Escribir a cuatro manos siempre es complicado, al principio, porque tienes que intentar hacer confluir dos líneas totalmente distintos de pensamiento en una sola historia. José Antonio y yo dedicamos muchísimas horas de conversación (tanto en persona como por teléfono) a intentar ponernos de acuerdo en algunos puntos básicos de la obra. Luego el proceso de corrección es complicado también, porque no puedes llegar simplemente y cambiar algo; tienes que contar con la aprobación de su autor y todo eso enlentece el proceso. Ya hemos escrito varias cosas juntos y estamos más acostumbrados, creo.

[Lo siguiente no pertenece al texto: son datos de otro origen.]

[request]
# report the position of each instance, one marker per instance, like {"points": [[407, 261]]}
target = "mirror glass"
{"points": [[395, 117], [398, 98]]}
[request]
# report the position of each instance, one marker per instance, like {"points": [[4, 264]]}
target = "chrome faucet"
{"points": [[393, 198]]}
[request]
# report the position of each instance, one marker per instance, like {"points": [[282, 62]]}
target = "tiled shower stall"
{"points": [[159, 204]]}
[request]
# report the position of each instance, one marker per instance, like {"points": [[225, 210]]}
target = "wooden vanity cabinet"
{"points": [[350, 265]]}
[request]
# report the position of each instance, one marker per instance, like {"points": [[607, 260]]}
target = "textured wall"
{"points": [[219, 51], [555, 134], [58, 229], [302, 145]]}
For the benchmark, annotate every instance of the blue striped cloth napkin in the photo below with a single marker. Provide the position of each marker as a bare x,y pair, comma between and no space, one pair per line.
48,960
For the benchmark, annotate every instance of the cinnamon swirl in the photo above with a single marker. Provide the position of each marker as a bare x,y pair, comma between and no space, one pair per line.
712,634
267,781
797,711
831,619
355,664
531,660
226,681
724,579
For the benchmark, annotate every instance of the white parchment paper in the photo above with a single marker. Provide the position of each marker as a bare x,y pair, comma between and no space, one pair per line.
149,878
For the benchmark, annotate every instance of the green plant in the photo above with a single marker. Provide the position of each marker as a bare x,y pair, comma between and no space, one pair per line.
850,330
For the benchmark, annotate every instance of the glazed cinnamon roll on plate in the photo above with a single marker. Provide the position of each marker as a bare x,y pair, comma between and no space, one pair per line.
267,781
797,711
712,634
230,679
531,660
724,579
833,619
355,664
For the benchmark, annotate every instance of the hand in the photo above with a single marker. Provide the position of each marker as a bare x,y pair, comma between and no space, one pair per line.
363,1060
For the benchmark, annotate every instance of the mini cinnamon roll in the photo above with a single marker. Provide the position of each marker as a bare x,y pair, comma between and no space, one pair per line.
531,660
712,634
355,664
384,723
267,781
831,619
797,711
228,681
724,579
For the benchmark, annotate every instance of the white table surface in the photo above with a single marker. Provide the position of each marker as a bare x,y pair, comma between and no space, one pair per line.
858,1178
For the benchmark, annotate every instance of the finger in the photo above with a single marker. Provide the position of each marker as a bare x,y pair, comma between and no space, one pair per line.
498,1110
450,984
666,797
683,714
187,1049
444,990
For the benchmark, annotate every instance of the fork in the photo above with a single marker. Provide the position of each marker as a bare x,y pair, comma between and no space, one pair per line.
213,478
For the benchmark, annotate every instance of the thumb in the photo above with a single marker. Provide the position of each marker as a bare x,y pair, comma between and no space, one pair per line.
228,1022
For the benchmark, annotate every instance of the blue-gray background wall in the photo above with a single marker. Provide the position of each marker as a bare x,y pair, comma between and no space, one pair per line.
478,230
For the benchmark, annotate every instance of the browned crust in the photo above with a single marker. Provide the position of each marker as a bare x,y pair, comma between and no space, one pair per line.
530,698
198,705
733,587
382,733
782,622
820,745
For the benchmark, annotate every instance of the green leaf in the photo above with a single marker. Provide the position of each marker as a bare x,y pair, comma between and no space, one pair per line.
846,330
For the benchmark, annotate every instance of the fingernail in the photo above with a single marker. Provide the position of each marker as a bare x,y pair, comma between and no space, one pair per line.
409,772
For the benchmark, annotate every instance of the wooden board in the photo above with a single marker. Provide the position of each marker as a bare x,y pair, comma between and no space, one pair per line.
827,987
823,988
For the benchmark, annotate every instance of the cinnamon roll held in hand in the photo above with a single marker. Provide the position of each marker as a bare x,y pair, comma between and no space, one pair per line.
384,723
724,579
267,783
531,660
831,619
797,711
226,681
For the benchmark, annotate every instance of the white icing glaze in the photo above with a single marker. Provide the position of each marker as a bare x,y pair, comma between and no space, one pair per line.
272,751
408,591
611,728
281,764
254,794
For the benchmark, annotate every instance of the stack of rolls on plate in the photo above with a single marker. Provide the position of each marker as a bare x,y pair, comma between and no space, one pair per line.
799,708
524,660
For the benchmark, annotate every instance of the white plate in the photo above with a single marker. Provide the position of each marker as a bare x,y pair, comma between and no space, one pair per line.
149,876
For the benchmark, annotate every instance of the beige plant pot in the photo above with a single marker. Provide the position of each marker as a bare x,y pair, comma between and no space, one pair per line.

Ahora tardamos un poco menos, nos organizamos mejor, pero esa parte de corrección sigue siendo tortuosa (por lo menos para mí).

Con Lectores aéreos fue muy distinto. Ahí solo tenía que responder ante mí misma. Y eso es genial (¡libertad!), pero también asusta más, sientes que tienes más posibilidades de equivocarte. Lo que me ha encantado, sobre todo, ha sido la sensación de control que te da la autoedición. Tú lo trabajas todo, pero también produce muchísima satisfacción ver qué funciona y qué no, aprender de ese trabajo. Cuando me preguntan si prefiero autoeditarme o publicar con editoriales tradicionales, siempre contesto que depende del proyecto. Algunos proyectos piden el apoyo de una editorial, por su complejidad o público objetivo; otros quieren ser más artesanos y moverse solo en mis manos, como me ha ocurrido con Lectores.

  • Y por último, ¿nos podrías adelantar alguna exclusiva de algún futuro proyecto?

Bueno, no sé si es una exclusiva, ya que igual lo he dicho ya en algún otro sitio, pero tengo varios proyectos en proceso. Uno es un libro orientado a escritores, en la línea del blog; pero también hay proyectos de ficción que, si cruzo lo bastante los dedos y consigo robarle tiempo a los días de donde no hay, irán apareciendo a lo largo del 2016.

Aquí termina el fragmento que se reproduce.